Towards the end of Elizabeth’s reign, an extreme branch of the Protestant religion was becoming more popular. They called themselves Puritans.
This picture clearly shows the simple, plain clothing worn by the Puritans. Their clothing was usually black, white or grey and they lived a simple and religious life. The importance of religion to the Puritans is shown in the picture by the woman carrying a Bible. They believed that hard work was the key to gaining a place in heaven. Sundays and Holy days were strictly observed, with these days being devoted entirely to God.
Throughout the reign of James I the Puritans gained power in Parliament. By the time of Charles I’s reign they had gained enough support in Parliament to pass laws imposing their views about living on all English people.
Activities Banned by the Puritans:
Horse Racing, cock-fighting and bear baiting
Any gathering of people without permission
Drunkenness and swearing
Theatre-going, dancing and singing
Games and sports on Sundays (including going for a walk)

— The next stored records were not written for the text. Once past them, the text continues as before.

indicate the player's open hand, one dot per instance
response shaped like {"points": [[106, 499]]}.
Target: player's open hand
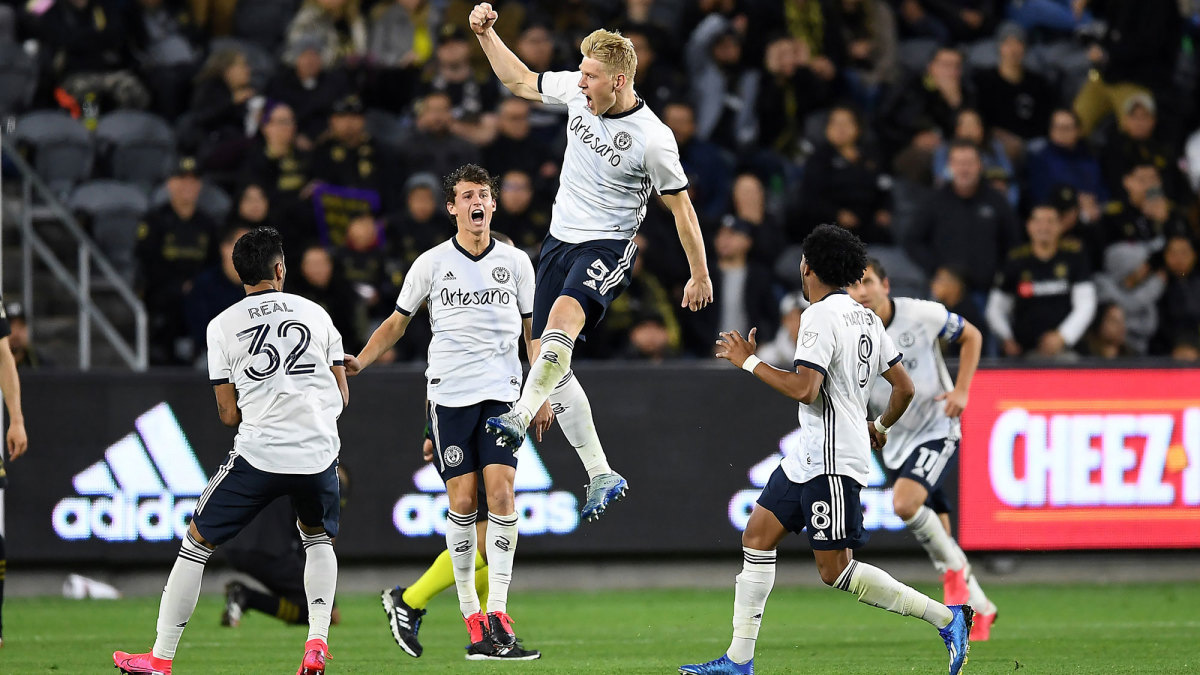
{"points": [[735, 348], [955, 402], [17, 440], [697, 293], [483, 17], [543, 420]]}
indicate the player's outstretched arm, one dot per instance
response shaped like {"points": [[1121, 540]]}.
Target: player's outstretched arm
{"points": [[507, 66], [10, 384], [802, 386], [697, 293], [383, 339], [969, 362]]}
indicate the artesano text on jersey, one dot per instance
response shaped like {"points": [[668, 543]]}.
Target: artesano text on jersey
{"points": [[917, 327], [477, 304], [277, 348], [610, 166], [846, 344]]}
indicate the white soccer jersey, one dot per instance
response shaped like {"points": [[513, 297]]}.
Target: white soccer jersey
{"points": [[276, 348], [846, 344], [917, 327], [610, 166], [477, 306]]}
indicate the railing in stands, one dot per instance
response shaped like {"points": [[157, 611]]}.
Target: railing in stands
{"points": [[81, 286]]}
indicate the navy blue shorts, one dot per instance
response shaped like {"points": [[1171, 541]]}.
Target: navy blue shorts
{"points": [[239, 491], [461, 442], [593, 273], [929, 464], [827, 507]]}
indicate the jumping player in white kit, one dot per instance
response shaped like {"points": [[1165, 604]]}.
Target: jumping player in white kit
{"points": [[617, 151], [923, 446]]}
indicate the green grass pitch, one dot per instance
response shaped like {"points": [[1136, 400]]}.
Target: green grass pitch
{"points": [[1115, 628]]}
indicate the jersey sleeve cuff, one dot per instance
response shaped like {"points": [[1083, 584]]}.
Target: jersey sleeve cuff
{"points": [[811, 365]]}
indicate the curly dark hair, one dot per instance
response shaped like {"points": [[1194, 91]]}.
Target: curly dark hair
{"points": [[835, 255], [256, 254], [467, 173]]}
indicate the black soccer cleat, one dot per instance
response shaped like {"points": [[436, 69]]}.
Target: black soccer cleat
{"points": [[403, 620]]}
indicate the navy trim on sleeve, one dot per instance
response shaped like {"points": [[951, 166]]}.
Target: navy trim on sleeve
{"points": [[811, 365]]}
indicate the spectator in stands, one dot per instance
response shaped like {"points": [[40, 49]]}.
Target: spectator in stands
{"points": [[723, 88], [1063, 157], [175, 243], [214, 291], [1180, 305], [742, 287], [520, 214], [472, 96], [709, 171], [1015, 102], [1135, 55], [869, 30], [1144, 214], [924, 111], [965, 223], [24, 353], [364, 263], [997, 171], [780, 352], [791, 89], [351, 169], [337, 24], [432, 147], [514, 148], [1044, 298], [219, 113], [166, 43], [844, 184], [1105, 338], [318, 281], [310, 90], [1127, 280], [1134, 144], [85, 46]]}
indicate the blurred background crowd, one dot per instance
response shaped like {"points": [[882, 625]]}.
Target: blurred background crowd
{"points": [[1031, 163]]}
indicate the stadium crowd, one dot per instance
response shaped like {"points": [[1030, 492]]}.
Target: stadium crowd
{"points": [[1031, 163]]}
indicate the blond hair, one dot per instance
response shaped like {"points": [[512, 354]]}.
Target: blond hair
{"points": [[612, 49]]}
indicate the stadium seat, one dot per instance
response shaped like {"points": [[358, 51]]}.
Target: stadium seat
{"points": [[214, 202], [262, 63], [136, 147], [59, 148], [18, 78], [264, 22], [114, 210]]}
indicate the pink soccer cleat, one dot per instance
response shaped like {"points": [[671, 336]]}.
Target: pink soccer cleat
{"points": [[141, 663], [316, 651]]}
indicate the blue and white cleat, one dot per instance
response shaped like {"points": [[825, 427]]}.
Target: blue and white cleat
{"points": [[509, 429], [720, 667], [603, 489], [958, 635]]}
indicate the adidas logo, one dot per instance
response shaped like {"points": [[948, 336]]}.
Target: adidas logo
{"points": [[145, 488]]}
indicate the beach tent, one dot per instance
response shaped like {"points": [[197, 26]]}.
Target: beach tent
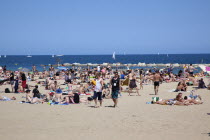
{"points": [[205, 68]]}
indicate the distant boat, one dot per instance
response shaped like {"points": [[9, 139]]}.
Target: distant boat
{"points": [[113, 55]]}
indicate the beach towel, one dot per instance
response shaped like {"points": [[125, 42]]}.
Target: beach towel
{"points": [[173, 90], [5, 99]]}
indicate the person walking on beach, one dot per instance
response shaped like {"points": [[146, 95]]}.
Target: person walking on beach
{"points": [[33, 68], [156, 79], [12, 80], [191, 69], [115, 86], [98, 90], [23, 78], [51, 69]]}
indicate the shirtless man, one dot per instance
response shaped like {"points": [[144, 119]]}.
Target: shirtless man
{"points": [[156, 80]]}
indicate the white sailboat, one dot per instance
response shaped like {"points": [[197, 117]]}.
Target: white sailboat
{"points": [[113, 55]]}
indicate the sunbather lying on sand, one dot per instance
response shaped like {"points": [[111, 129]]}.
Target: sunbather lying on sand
{"points": [[4, 98], [188, 100]]}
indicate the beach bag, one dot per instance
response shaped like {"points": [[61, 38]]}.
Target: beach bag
{"points": [[7, 90]]}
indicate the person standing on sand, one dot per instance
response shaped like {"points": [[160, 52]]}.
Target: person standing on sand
{"points": [[156, 80], [98, 89], [23, 78], [115, 86], [52, 70]]}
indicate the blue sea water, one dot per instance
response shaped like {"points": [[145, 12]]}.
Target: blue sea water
{"points": [[13, 62]]}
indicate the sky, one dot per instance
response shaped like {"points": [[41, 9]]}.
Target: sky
{"points": [[72, 27]]}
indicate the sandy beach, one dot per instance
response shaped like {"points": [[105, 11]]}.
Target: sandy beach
{"points": [[133, 119]]}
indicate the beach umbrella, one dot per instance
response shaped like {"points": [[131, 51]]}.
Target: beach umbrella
{"points": [[205, 68], [62, 68], [24, 70]]}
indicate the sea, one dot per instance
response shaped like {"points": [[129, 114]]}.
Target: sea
{"points": [[13, 62]]}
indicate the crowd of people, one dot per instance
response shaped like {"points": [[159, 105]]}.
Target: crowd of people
{"points": [[98, 83]]}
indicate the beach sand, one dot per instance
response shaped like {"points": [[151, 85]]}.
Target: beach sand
{"points": [[133, 119]]}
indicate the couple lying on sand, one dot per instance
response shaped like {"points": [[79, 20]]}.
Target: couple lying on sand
{"points": [[179, 100]]}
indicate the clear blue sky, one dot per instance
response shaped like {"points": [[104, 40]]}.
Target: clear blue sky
{"points": [[104, 26]]}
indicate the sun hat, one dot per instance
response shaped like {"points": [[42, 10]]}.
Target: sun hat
{"points": [[58, 91]]}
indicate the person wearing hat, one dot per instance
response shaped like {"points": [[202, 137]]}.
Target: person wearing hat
{"points": [[58, 94], [32, 100], [36, 92]]}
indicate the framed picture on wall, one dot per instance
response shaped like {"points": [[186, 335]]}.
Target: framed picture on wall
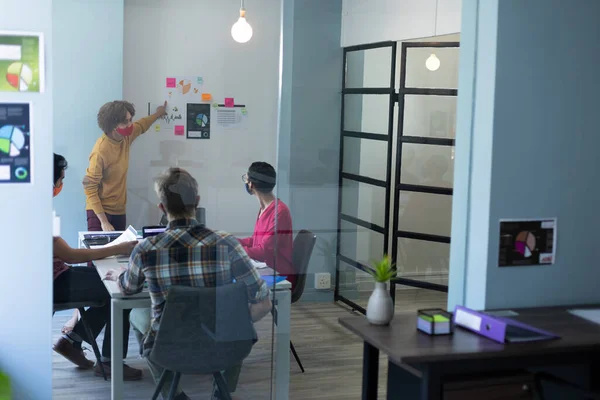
{"points": [[21, 62]]}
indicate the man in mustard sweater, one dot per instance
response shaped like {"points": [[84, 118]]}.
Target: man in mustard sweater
{"points": [[105, 181]]}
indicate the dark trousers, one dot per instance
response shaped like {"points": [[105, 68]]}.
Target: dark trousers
{"points": [[117, 221], [81, 284]]}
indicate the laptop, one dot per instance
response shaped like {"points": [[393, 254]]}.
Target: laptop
{"points": [[99, 239]]}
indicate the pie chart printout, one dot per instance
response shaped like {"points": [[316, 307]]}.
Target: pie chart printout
{"points": [[525, 244], [19, 76], [15, 162], [12, 141], [21, 62]]}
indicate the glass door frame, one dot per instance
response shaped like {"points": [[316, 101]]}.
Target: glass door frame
{"points": [[398, 186], [387, 184]]}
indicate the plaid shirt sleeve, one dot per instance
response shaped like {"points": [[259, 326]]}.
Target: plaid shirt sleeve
{"points": [[132, 280], [243, 271]]}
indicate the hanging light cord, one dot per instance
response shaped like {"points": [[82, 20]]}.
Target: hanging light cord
{"points": [[437, 3]]}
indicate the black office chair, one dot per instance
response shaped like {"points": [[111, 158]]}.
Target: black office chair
{"points": [[203, 331], [304, 243], [81, 307], [200, 217]]}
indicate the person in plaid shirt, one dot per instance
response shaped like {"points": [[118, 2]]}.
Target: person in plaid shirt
{"points": [[186, 254]]}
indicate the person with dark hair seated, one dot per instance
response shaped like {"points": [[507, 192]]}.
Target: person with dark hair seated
{"points": [[83, 284], [272, 239], [186, 254]]}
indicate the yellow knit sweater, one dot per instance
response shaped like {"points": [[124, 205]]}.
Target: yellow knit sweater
{"points": [[105, 181]]}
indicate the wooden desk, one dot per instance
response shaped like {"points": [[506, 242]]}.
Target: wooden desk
{"points": [[420, 364]]}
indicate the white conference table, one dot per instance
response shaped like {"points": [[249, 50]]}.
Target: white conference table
{"points": [[281, 295]]}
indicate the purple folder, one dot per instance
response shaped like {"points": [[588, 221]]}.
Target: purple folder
{"points": [[499, 329]]}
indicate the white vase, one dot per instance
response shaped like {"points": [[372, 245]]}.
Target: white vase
{"points": [[380, 309]]}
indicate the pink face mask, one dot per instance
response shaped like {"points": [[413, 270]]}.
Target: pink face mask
{"points": [[125, 131]]}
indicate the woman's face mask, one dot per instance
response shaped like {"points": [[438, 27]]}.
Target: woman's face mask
{"points": [[56, 190], [127, 131]]}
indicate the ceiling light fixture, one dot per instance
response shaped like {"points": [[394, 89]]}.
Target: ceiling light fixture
{"points": [[241, 31], [433, 63]]}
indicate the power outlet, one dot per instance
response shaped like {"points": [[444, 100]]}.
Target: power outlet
{"points": [[323, 280]]}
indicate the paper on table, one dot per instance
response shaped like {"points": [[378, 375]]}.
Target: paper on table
{"points": [[129, 235], [259, 265], [592, 315]]}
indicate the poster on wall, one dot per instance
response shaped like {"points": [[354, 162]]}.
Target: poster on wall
{"points": [[179, 91], [21, 62], [198, 121], [527, 242], [234, 117], [15, 151]]}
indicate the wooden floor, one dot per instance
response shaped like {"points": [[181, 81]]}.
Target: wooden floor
{"points": [[331, 356]]}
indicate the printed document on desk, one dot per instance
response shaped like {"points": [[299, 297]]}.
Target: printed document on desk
{"points": [[129, 235], [259, 265]]}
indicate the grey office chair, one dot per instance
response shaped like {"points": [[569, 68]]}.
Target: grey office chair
{"points": [[203, 331], [304, 243], [200, 217], [81, 307]]}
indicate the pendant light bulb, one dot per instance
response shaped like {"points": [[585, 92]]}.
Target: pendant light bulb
{"points": [[241, 31], [433, 63]]}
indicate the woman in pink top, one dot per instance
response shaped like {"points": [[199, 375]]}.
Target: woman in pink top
{"points": [[272, 239]]}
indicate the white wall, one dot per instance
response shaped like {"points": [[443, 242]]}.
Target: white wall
{"points": [[26, 284], [370, 21], [99, 79], [192, 37]]}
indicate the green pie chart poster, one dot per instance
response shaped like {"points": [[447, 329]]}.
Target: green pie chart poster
{"points": [[20, 67]]}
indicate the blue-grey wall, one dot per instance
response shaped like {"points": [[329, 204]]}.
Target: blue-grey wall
{"points": [[88, 72], [26, 284], [545, 161], [533, 148], [308, 148]]}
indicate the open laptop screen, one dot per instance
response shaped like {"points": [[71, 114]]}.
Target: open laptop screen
{"points": [[148, 231]]}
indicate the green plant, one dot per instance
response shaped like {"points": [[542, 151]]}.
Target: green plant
{"points": [[383, 270], [4, 387]]}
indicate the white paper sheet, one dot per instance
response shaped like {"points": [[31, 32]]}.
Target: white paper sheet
{"points": [[259, 265], [129, 235], [592, 315]]}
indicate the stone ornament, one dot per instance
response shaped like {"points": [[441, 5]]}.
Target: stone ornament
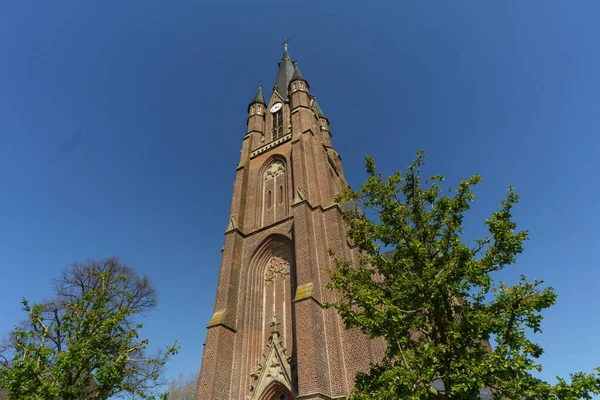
{"points": [[275, 169], [275, 365], [276, 266]]}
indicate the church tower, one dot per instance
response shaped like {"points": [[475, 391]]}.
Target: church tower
{"points": [[270, 337]]}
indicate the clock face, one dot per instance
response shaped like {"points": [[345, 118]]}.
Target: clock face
{"points": [[275, 107]]}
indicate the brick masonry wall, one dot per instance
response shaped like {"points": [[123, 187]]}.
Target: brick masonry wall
{"points": [[299, 227]]}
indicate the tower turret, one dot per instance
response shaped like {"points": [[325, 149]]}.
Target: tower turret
{"points": [[298, 90], [282, 226]]}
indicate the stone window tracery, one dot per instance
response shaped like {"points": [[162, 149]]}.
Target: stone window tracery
{"points": [[277, 266]]}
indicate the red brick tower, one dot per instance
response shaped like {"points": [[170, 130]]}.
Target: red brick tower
{"points": [[270, 337]]}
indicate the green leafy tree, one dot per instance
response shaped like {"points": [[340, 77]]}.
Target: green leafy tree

Many public houses were closed down.
The Puritans were fiercely anti-Catholic and believed that churches should be plain and free from all kinds of ornament. They believed that all mankind was basically sinful, but that some would be saved because of Christ’s death. Central to their belief was the act of conversion. Conversion could take two forms – either a blinding flash during which the converted could cry out or fall to the ground – or it could be the end result of a period of preparation. Puritans believed that discipline was a vital part of human life and that frivolity was a sign of giving in to temptation.
This modern-day Presbyterian church would have been acceptable to the Puritans of the seventeenth century. It is built in a plain stone with wooden panelling and pews. There is no elaborate decoration, just a plain cross above the altar and a cross on the wooden pulpit.